COMPANY C was raised principally in Clarion county, through the instrumentality of Captain C. A. Craig. There were, however, a few men in the company from Clearfield county, six of whom boys in their teens, and whose parents had forbidden their enlisting stole away from a church near Rockton, Clearfield county, one Sunday afternoon, and, walking all the way to Greenville, Clarion county, enlisted with Captain Craig. One of the number, James E. Scofield, who died at Camp Prescott Smith, Va., told the writer that they would have stopped in Brookville and joined Captain Dowling's company, but feared their parents would trace them there, and, knowing something of Captain Craig, they pushed on to Greenville Though young in years, they made excellent soldiers. There was also in Company C several men from the vicinity of Oil City, and Colonel Craig in one of his letters home, June 21, 1864, says
"William Hipple, of Company C, was killed on Sunday this leaves but one of the Oil Creek boys, and he was wounded. That company has just two men who started on the campaign who have not been wounded."
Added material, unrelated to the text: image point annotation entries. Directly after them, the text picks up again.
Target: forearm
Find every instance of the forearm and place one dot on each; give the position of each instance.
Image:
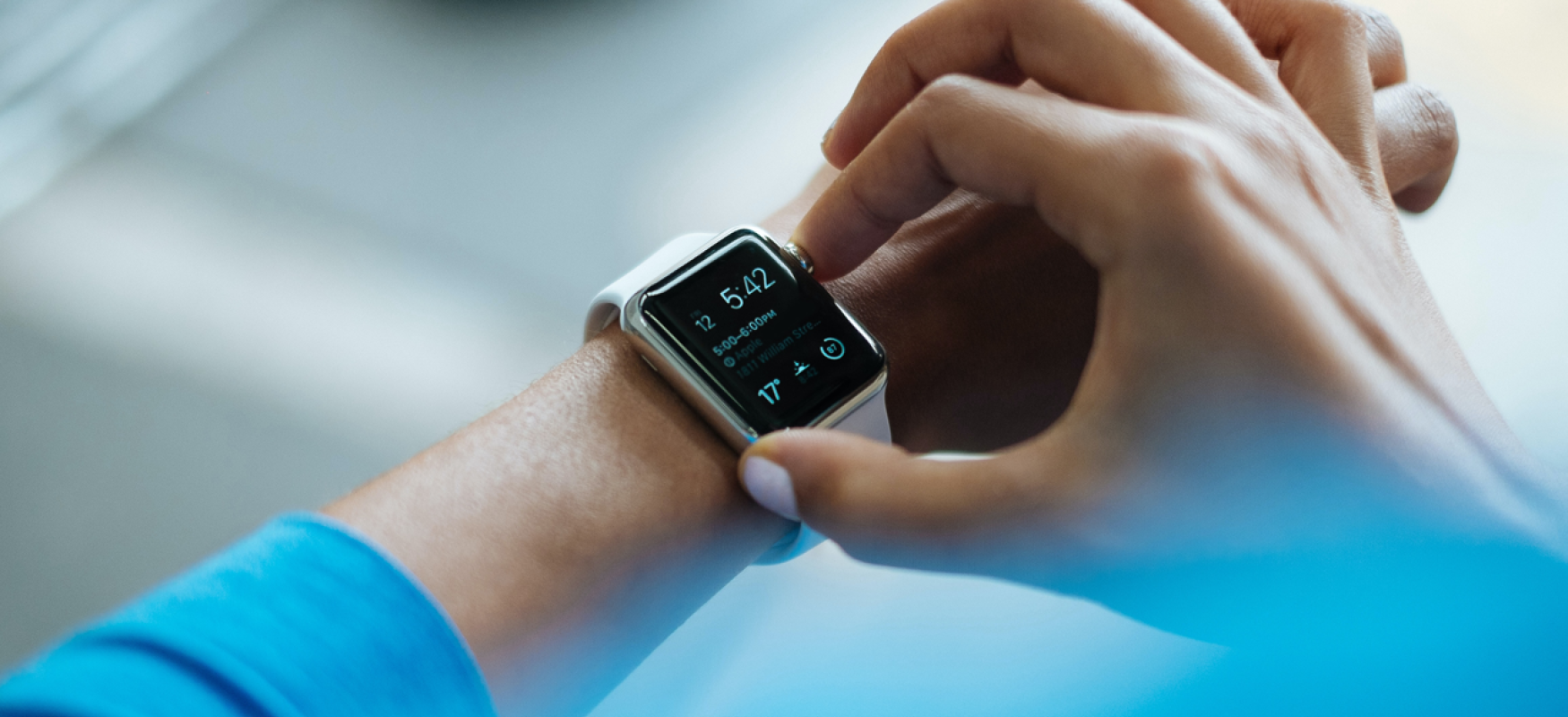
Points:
(573, 529)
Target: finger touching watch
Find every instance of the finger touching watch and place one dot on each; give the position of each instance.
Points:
(739, 328)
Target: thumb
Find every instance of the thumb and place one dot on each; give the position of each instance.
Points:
(877, 501)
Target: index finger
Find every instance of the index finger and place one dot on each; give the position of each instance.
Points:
(1101, 52)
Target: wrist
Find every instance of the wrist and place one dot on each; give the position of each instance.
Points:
(589, 516)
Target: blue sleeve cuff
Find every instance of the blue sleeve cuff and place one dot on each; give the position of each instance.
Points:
(300, 618)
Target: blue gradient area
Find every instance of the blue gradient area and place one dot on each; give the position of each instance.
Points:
(827, 635)
(298, 618)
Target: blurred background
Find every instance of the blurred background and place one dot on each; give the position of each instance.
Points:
(256, 251)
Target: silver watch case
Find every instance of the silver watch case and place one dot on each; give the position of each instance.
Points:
(623, 301)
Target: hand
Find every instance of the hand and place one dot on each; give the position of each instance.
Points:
(1269, 376)
(951, 290)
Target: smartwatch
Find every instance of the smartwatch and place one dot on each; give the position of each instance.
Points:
(739, 328)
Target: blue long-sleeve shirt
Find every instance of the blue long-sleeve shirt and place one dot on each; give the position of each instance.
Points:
(300, 618)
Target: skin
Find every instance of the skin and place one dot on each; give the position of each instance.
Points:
(574, 528)
(1271, 397)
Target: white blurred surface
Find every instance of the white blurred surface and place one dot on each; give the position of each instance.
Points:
(372, 220)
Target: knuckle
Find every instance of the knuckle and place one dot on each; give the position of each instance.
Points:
(1435, 123)
(1338, 19)
(1382, 33)
(1179, 159)
(946, 91)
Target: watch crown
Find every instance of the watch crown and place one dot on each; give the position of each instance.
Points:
(800, 256)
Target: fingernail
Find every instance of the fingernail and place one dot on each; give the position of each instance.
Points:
(769, 485)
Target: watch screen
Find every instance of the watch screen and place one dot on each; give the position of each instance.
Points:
(773, 344)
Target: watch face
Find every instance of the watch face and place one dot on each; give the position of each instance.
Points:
(762, 333)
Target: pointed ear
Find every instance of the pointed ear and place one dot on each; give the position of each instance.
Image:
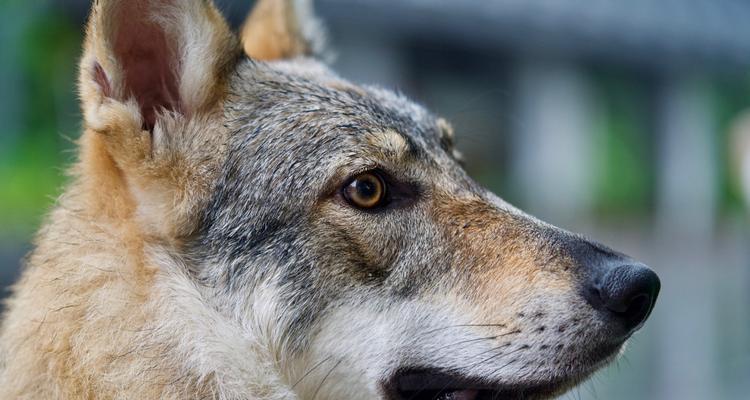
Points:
(155, 55)
(281, 29)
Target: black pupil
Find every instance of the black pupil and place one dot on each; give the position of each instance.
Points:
(366, 188)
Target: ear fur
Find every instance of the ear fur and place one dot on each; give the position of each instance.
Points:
(151, 82)
(282, 29)
(164, 54)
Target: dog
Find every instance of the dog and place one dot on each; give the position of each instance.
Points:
(242, 223)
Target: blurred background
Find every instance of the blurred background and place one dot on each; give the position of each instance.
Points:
(626, 121)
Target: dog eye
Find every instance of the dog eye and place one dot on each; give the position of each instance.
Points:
(366, 190)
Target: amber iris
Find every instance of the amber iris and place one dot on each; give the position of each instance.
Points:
(365, 190)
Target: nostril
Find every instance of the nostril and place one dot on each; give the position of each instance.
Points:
(629, 292)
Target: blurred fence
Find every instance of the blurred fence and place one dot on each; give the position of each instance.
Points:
(610, 118)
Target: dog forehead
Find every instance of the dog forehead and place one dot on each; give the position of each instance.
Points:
(307, 94)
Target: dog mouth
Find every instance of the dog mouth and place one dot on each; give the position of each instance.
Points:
(416, 384)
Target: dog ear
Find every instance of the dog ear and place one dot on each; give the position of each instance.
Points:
(281, 29)
(165, 55)
(152, 81)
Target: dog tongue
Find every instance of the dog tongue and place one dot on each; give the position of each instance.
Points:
(460, 395)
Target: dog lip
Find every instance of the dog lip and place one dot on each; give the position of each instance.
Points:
(429, 383)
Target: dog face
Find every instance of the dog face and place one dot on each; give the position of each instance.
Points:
(382, 270)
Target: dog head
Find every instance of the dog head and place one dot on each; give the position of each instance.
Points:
(331, 225)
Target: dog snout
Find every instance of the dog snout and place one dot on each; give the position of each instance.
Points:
(624, 290)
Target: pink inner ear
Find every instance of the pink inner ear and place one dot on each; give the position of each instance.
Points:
(149, 60)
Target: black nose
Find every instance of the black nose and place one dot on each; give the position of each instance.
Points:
(625, 290)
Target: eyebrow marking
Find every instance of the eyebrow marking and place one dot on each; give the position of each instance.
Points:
(391, 143)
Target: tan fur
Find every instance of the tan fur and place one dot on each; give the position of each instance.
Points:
(86, 319)
(273, 32)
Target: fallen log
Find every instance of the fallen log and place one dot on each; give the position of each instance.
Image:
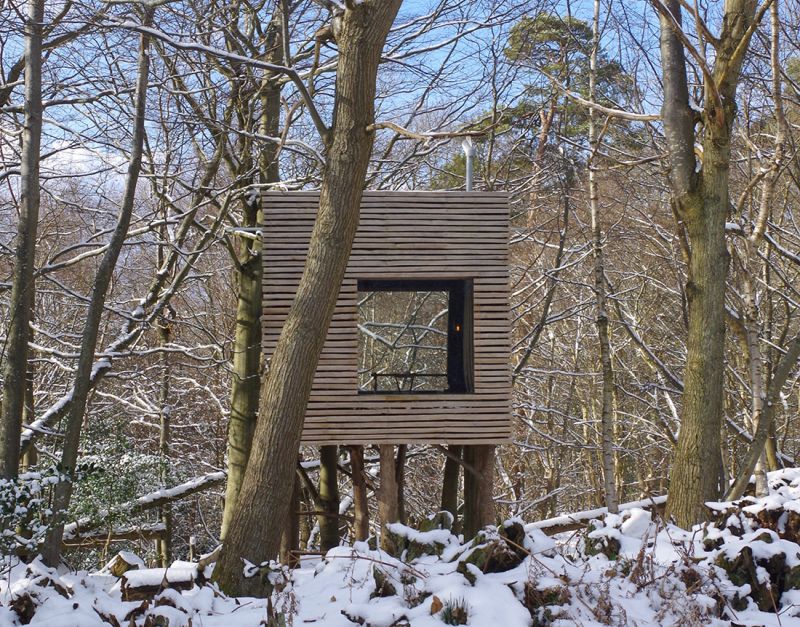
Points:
(579, 520)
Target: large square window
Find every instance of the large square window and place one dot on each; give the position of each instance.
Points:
(415, 336)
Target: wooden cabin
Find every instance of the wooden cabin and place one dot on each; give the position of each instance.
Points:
(419, 345)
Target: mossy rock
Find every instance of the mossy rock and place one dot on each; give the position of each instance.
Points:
(500, 554)
(418, 549)
(396, 544)
(741, 570)
(539, 601)
(383, 586)
(465, 571)
(605, 545)
(440, 520)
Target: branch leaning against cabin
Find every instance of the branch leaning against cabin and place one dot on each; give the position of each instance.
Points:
(360, 37)
(700, 197)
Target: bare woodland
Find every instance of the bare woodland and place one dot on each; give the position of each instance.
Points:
(649, 151)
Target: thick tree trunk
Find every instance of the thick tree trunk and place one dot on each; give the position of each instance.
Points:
(22, 285)
(361, 34)
(62, 493)
(388, 504)
(360, 503)
(450, 482)
(702, 203)
(328, 518)
(246, 375)
(478, 485)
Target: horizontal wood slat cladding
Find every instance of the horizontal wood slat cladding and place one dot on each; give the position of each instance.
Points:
(401, 235)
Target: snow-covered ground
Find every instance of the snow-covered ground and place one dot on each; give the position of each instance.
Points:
(627, 569)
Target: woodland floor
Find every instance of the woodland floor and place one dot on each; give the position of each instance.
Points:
(627, 569)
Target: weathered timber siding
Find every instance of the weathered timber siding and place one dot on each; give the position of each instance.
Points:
(401, 235)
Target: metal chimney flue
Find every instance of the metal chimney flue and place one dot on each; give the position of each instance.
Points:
(469, 152)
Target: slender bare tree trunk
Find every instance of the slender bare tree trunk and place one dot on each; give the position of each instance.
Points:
(782, 372)
(360, 503)
(360, 37)
(22, 286)
(164, 542)
(478, 485)
(700, 197)
(290, 541)
(388, 502)
(246, 376)
(450, 482)
(400, 478)
(601, 315)
(328, 517)
(62, 492)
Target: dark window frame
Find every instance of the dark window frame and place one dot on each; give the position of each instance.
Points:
(460, 328)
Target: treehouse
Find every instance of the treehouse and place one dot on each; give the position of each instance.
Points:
(418, 350)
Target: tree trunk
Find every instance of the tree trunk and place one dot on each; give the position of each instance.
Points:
(246, 375)
(361, 34)
(62, 493)
(450, 482)
(478, 485)
(360, 503)
(164, 541)
(22, 284)
(388, 505)
(601, 311)
(701, 200)
(782, 372)
(290, 541)
(400, 478)
(328, 518)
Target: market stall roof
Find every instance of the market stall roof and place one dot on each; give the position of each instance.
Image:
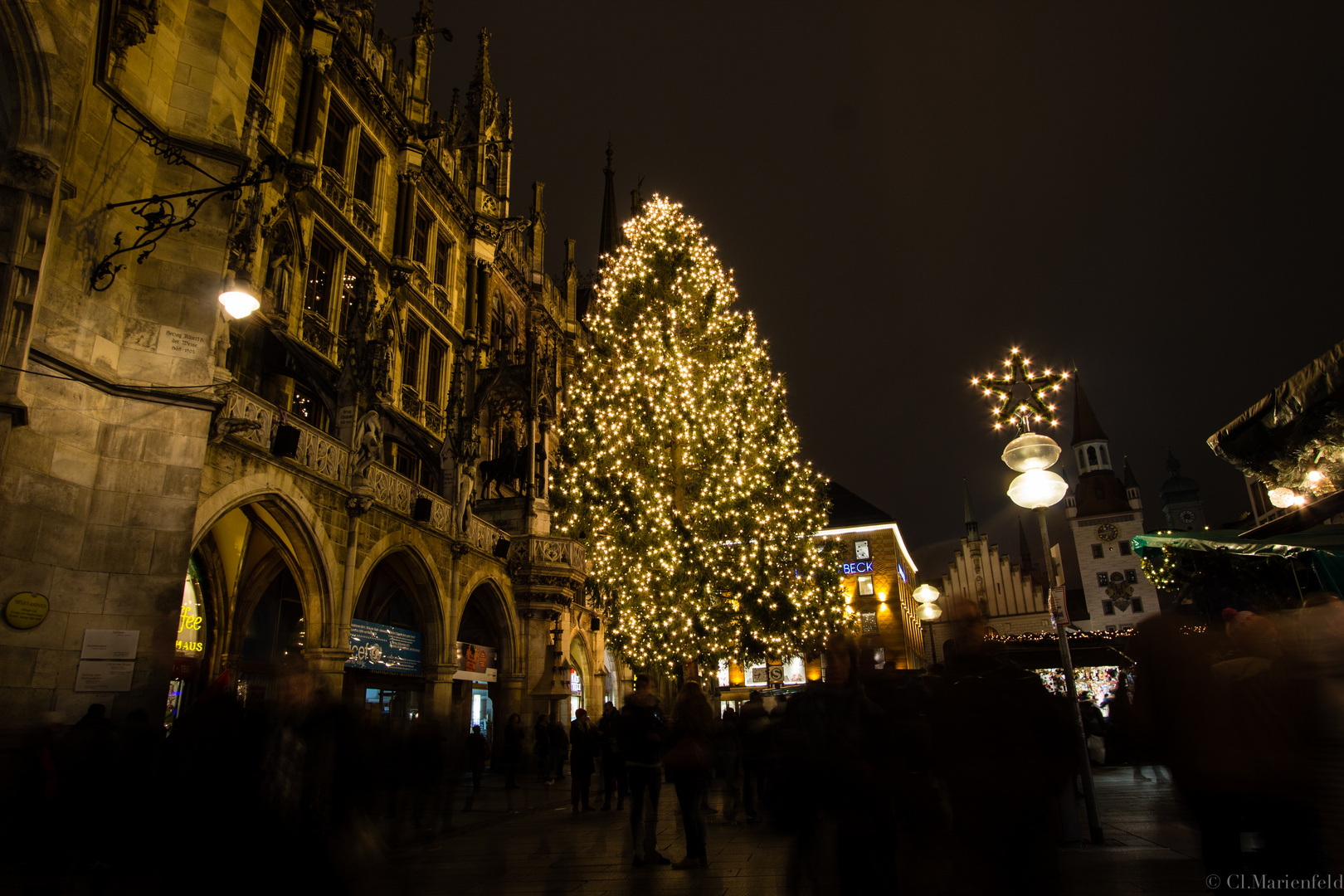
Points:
(1322, 547)
(1273, 438)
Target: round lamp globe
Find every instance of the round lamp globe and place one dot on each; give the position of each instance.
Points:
(1031, 451)
(1038, 489)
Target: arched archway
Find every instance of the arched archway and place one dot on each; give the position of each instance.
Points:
(254, 598)
(485, 653)
(396, 637)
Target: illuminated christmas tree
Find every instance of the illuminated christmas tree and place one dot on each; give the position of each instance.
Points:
(682, 469)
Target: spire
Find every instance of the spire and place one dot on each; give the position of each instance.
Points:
(480, 93)
(608, 242)
(972, 527)
(424, 21)
(1086, 429)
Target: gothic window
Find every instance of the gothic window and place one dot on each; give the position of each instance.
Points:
(410, 356)
(353, 286)
(435, 373)
(442, 253)
(366, 171)
(307, 407)
(421, 247)
(336, 144)
(321, 268)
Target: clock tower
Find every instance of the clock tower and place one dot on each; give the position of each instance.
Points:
(1181, 507)
(1105, 514)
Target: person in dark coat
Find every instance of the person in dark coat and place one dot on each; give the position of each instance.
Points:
(513, 750)
(641, 744)
(691, 743)
(475, 750)
(542, 748)
(754, 733)
(583, 746)
(559, 748)
(613, 761)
After Captain Craig's promotion, Captain C. E. Patton commanded the company until lie fell in the hand-to-hand conflict at Boydton; then the command devolved upon Captain Joseph B. Brown, who shared all their dangers until their final muster out Company C lost two officers killed and twenty-seven enlisted men killed and died. They have no reason to be ashamed of their record. Company C had enrolled during its entire term of service two hundred and nineteen men; of these forty-three were drafted men and substitutes.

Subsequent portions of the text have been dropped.